Trace spaces of full free product $C^*$-algebras

TL;DR

This paper characterizes the trace spaces of full free product $C^*$-algebras, showing they are typically the Poulsen simplex unless specific obstructions occur, with implications for group $C^*$-algebras and von Neumann algebra perturbations.

Contribution

It provides a complete characterization of trace spaces for free product $C^*$-algebras and introduces a new perturbation technique for von Neumann subalgebras.

Findings

Trace space is the Poulsen simplex under general conditions.

Extreme points of the trace space are dense in Wasserstein topology.
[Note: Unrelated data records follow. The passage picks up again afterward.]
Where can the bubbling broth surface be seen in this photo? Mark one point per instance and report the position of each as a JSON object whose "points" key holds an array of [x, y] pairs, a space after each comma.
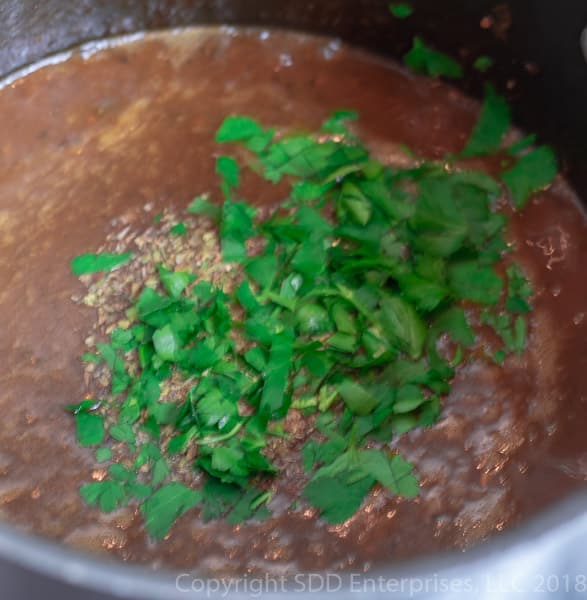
{"points": [[108, 138]]}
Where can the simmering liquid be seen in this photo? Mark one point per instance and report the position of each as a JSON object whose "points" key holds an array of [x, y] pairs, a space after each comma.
{"points": [[111, 136]]}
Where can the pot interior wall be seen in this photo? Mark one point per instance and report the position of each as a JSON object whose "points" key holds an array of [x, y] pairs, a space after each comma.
{"points": [[538, 60]]}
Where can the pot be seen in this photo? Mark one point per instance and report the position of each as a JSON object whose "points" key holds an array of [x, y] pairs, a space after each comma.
{"points": [[541, 69]]}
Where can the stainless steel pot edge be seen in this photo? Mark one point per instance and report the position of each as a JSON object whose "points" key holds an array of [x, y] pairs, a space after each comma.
{"points": [[534, 544]]}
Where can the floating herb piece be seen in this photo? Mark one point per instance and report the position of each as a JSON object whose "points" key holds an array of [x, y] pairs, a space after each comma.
{"points": [[533, 172], [492, 125], [423, 59], [333, 306], [94, 263], [483, 63], [401, 10]]}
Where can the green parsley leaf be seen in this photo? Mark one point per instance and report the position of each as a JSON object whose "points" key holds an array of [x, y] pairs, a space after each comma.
{"points": [[358, 399], [483, 63], [469, 281], [493, 124], [532, 173], [394, 473], [235, 228], [401, 10], [108, 495], [274, 398], [402, 325], [339, 497], [103, 454], [167, 343], [427, 61], [229, 171], [165, 506], [94, 263], [246, 130], [90, 429], [175, 282]]}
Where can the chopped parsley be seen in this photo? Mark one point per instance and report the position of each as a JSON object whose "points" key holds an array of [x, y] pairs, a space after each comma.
{"points": [[338, 313], [427, 61], [492, 125], [94, 263], [401, 10]]}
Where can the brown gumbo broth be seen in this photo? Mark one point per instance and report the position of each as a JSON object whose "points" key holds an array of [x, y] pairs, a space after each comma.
{"points": [[105, 140]]}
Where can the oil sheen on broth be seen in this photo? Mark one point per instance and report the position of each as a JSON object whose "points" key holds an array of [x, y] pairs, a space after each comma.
{"points": [[111, 136]]}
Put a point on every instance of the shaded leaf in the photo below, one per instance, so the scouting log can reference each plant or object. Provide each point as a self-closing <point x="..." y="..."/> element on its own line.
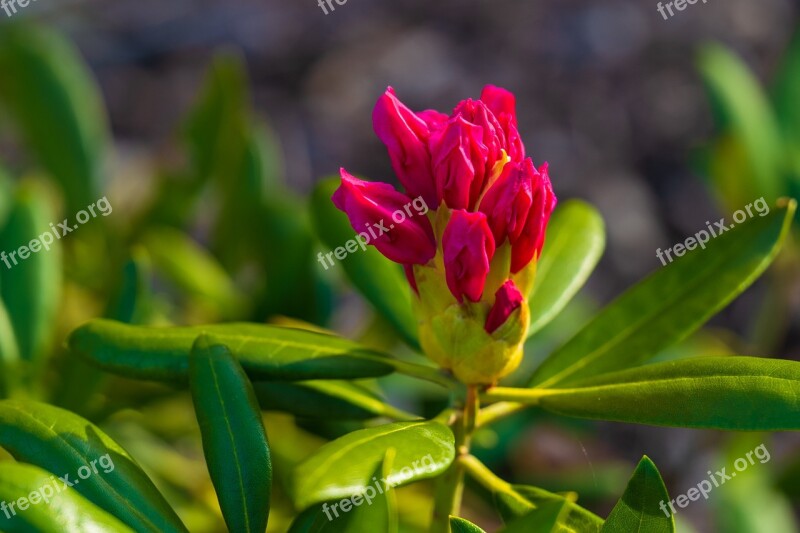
<point x="63" y="443"/>
<point x="743" y="111"/>
<point x="234" y="442"/>
<point x="545" y="519"/>
<point x="575" y="241"/>
<point x="345" y="466"/>
<point x="265" y="352"/>
<point x="31" y="287"/>
<point x="56" y="103"/>
<point x="459" y="525"/>
<point x="329" y="399"/>
<point x="733" y="393"/>
<point x="639" y="509"/>
<point x="50" y="506"/>
<point x="671" y="303"/>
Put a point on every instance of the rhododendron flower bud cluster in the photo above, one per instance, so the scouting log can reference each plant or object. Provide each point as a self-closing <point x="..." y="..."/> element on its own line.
<point x="471" y="261"/>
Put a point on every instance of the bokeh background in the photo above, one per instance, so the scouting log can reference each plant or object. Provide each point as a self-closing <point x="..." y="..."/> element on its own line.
<point x="608" y="93"/>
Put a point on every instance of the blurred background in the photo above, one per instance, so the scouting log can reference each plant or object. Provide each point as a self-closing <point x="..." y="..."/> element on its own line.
<point x="611" y="95"/>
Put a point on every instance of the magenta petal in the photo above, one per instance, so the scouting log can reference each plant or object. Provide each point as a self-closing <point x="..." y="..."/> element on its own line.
<point x="530" y="242"/>
<point x="459" y="161"/>
<point x="405" y="135"/>
<point x="499" y="100"/>
<point x="508" y="201"/>
<point x="507" y="299"/>
<point x="468" y="248"/>
<point x="371" y="206"/>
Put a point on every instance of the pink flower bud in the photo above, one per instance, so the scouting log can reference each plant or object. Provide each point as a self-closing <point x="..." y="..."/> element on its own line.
<point x="465" y="153"/>
<point x="503" y="104"/>
<point x="507" y="299"/>
<point x="370" y="206"/>
<point x="468" y="248"/>
<point x="529" y="244"/>
<point x="459" y="162"/>
<point x="508" y="201"/>
<point x="406" y="134"/>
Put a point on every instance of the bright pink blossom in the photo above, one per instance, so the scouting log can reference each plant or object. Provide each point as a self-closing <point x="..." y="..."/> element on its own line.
<point x="370" y="206"/>
<point x="507" y="299"/>
<point x="468" y="249"/>
<point x="406" y="135"/>
<point x="529" y="244"/>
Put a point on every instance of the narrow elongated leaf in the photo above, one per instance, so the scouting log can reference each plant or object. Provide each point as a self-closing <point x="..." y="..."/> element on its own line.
<point x="192" y="269"/>
<point x="48" y="505"/>
<point x="57" y="105"/>
<point x="736" y="393"/>
<point x="459" y="525"/>
<point x="785" y="91"/>
<point x="376" y="510"/>
<point x="575" y="241"/>
<point x="640" y="508"/>
<point x="526" y="498"/>
<point x="345" y="466"/>
<point x="265" y="352"/>
<point x="9" y="353"/>
<point x="234" y="441"/>
<point x="545" y="519"/>
<point x="380" y="281"/>
<point x="671" y="303"/>
<point x="743" y="111"/>
<point x="329" y="399"/>
<point x="69" y="446"/>
<point x="30" y="285"/>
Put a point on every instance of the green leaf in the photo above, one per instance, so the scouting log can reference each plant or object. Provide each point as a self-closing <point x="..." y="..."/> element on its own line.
<point x="345" y="466"/>
<point x="376" y="510"/>
<point x="575" y="241"/>
<point x="743" y="111"/>
<point x="546" y="518"/>
<point x="265" y="352"/>
<point x="48" y="505"/>
<point x="9" y="352"/>
<point x="639" y="509"/>
<point x="671" y="303"/>
<point x="523" y="499"/>
<point x="213" y="129"/>
<point x="733" y="393"/>
<point x="131" y="302"/>
<point x="192" y="269"/>
<point x="67" y="445"/>
<point x="31" y="287"/>
<point x="381" y="282"/>
<point x="751" y="504"/>
<point x="329" y="400"/>
<point x="459" y="525"/>
<point x="58" y="106"/>
<point x="785" y="91"/>
<point x="234" y="442"/>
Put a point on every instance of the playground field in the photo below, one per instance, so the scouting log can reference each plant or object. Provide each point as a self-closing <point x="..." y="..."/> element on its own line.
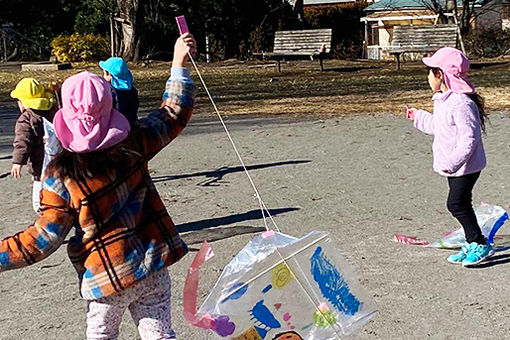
<point x="335" y="162"/>
<point x="344" y="88"/>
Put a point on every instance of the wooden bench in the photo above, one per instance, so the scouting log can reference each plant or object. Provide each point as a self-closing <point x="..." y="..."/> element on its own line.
<point x="315" y="44"/>
<point x="422" y="39"/>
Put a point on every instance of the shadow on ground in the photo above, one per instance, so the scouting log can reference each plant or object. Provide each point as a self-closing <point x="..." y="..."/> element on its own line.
<point x="214" y="229"/>
<point x="213" y="177"/>
<point x="230" y="219"/>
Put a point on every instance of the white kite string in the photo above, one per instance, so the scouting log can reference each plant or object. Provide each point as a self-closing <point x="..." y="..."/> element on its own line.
<point x="261" y="202"/>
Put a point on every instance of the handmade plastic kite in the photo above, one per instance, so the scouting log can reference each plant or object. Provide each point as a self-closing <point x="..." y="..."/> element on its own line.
<point x="279" y="287"/>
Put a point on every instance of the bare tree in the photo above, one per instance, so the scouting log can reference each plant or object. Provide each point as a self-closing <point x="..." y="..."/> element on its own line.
<point x="132" y="21"/>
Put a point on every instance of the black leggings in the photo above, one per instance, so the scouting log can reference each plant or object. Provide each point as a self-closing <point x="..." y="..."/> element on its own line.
<point x="460" y="205"/>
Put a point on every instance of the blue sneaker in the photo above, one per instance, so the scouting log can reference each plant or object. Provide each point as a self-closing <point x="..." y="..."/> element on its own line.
<point x="477" y="253"/>
<point x="460" y="256"/>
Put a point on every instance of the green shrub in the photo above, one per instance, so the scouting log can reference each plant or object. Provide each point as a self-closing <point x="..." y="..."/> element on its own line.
<point x="80" y="47"/>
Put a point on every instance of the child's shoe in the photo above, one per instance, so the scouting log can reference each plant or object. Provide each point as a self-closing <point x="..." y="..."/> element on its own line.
<point x="477" y="253"/>
<point x="461" y="255"/>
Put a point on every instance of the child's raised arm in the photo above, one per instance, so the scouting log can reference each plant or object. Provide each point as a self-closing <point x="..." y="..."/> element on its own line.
<point x="162" y="126"/>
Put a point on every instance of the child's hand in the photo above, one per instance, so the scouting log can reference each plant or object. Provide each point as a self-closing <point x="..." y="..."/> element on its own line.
<point x="16" y="170"/>
<point x="184" y="45"/>
<point x="21" y="107"/>
<point x="410" y="113"/>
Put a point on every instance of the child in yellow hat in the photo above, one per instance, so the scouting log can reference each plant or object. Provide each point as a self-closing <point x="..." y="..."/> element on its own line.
<point x="35" y="103"/>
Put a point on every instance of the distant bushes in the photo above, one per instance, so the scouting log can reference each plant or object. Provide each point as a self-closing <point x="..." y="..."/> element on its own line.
<point x="344" y="19"/>
<point x="488" y="43"/>
<point x="80" y="47"/>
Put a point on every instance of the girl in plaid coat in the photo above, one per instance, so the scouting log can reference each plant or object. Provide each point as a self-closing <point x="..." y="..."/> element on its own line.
<point x="99" y="186"/>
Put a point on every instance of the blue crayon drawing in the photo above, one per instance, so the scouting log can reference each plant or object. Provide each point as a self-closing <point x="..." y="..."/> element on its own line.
<point x="264" y="319"/>
<point x="267" y="289"/>
<point x="238" y="292"/>
<point x="332" y="285"/>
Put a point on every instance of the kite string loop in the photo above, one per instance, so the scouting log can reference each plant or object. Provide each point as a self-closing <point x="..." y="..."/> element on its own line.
<point x="261" y="202"/>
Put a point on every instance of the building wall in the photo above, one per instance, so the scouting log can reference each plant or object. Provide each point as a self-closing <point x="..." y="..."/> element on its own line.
<point x="489" y="17"/>
<point x="385" y="31"/>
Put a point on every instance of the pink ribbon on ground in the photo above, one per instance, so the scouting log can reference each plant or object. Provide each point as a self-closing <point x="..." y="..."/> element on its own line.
<point x="410" y="240"/>
<point x="190" y="295"/>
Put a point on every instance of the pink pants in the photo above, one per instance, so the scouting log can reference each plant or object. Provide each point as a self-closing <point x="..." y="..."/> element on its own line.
<point x="148" y="302"/>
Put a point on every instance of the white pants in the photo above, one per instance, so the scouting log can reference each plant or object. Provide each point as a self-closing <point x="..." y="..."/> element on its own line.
<point x="149" y="304"/>
<point x="36" y="195"/>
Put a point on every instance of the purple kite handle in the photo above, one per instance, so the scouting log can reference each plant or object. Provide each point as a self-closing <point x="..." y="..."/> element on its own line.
<point x="181" y="23"/>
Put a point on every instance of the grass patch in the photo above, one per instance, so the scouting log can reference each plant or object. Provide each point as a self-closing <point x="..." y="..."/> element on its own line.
<point x="345" y="88"/>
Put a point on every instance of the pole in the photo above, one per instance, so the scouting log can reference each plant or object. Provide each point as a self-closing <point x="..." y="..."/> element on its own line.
<point x="365" y="43"/>
<point x="207" y="46"/>
<point x="5" y="45"/>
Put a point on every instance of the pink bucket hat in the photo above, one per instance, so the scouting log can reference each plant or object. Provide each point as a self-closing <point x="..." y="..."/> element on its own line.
<point x="87" y="121"/>
<point x="455" y="66"/>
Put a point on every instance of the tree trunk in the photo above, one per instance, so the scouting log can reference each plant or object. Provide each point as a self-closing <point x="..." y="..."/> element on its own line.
<point x="132" y="21"/>
<point x="297" y="6"/>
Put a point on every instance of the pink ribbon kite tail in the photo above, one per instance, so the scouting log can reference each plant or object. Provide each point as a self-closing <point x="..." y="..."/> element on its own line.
<point x="190" y="295"/>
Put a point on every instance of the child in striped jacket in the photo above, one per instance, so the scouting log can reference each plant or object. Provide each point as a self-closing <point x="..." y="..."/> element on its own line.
<point x="99" y="185"/>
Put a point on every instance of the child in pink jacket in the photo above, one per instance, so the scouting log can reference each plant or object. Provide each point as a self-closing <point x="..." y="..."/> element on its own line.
<point x="457" y="125"/>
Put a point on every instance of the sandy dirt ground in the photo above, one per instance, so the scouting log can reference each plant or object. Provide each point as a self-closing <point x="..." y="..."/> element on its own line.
<point x="360" y="178"/>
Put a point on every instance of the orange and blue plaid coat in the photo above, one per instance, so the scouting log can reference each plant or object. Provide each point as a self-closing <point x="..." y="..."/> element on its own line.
<point x="122" y="229"/>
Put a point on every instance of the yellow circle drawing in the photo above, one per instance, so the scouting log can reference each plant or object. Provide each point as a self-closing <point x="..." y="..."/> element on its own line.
<point x="281" y="276"/>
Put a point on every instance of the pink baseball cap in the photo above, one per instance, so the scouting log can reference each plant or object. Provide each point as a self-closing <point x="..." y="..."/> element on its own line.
<point x="86" y="122"/>
<point x="455" y="66"/>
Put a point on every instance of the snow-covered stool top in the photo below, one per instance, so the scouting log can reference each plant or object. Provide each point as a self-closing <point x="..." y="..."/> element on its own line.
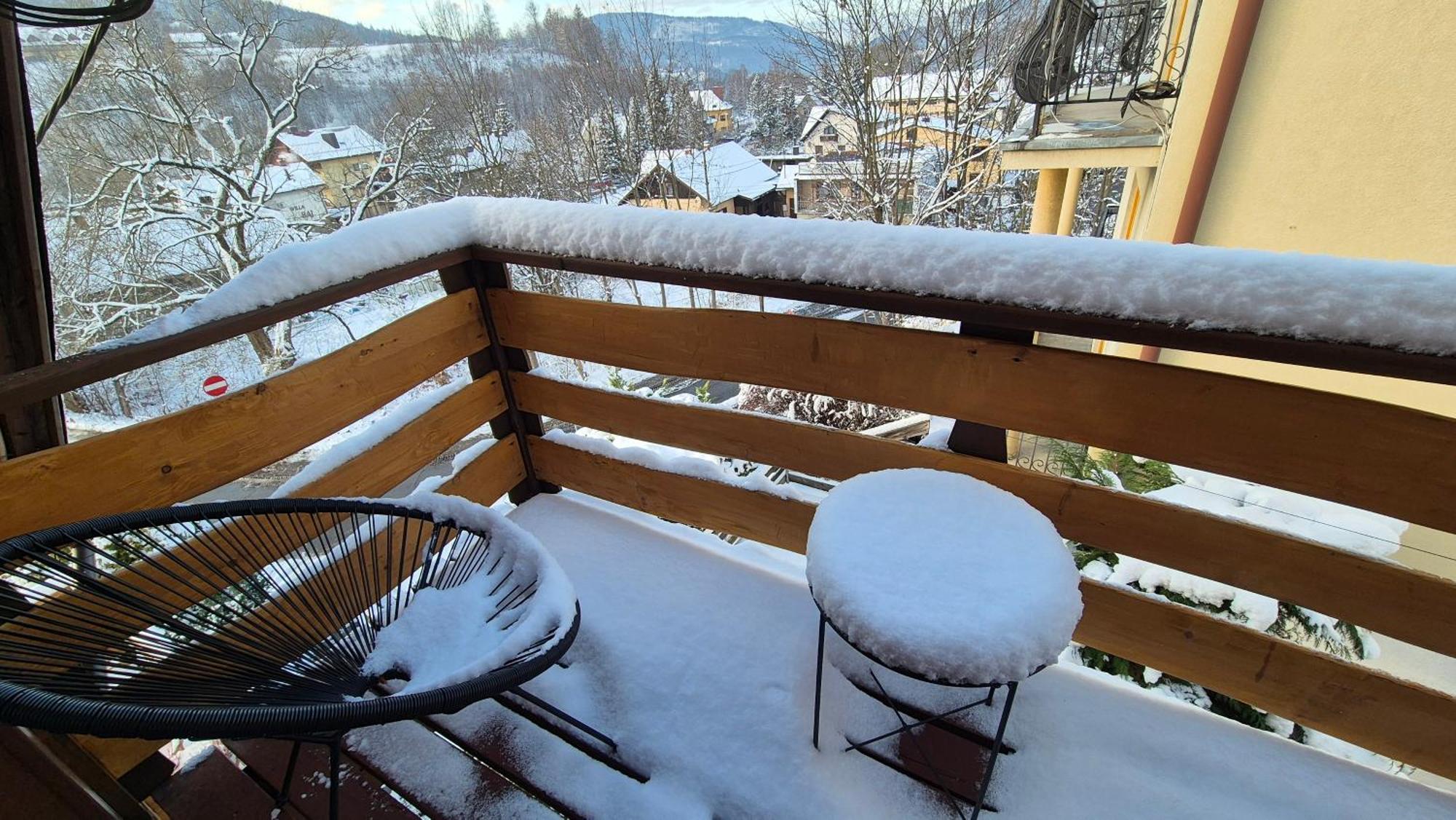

For group $C^*$-algebras, trace space is Poulsen unless the trivial character is isolated.

Abstract

We study the space of traces associated with arbitrary full free products of unital, separable $C^*$-algebras. We show that, unless certain basic obstructions (which we fully characterize) occur, the space of traces always results in the same object: the Poulsen simplex, that is, the unique infinite-dimensional metrizable Choquet simplex whose extreme points are dense. Moreover, we show that whenever such a trace space is the Poulsen simplex, the extreme points are dense in the Wasserstein topology. Concretely for the case of groups, we find that, unless the trivial character is isolated in the space of characters, the space of traces of any free product of non-trivial countable groups is the Poulsen simplex. Our main technical contribution is a new perturbation result for pairs of von Neumann subalgebras $(M_{1},M_{2})$ of a tracial von Neumann algebra $M$, providing necessary conditions under which $M_{1}$ and a small unitary perturbation of $M_{2}$ generate a II$_{1}$ factor.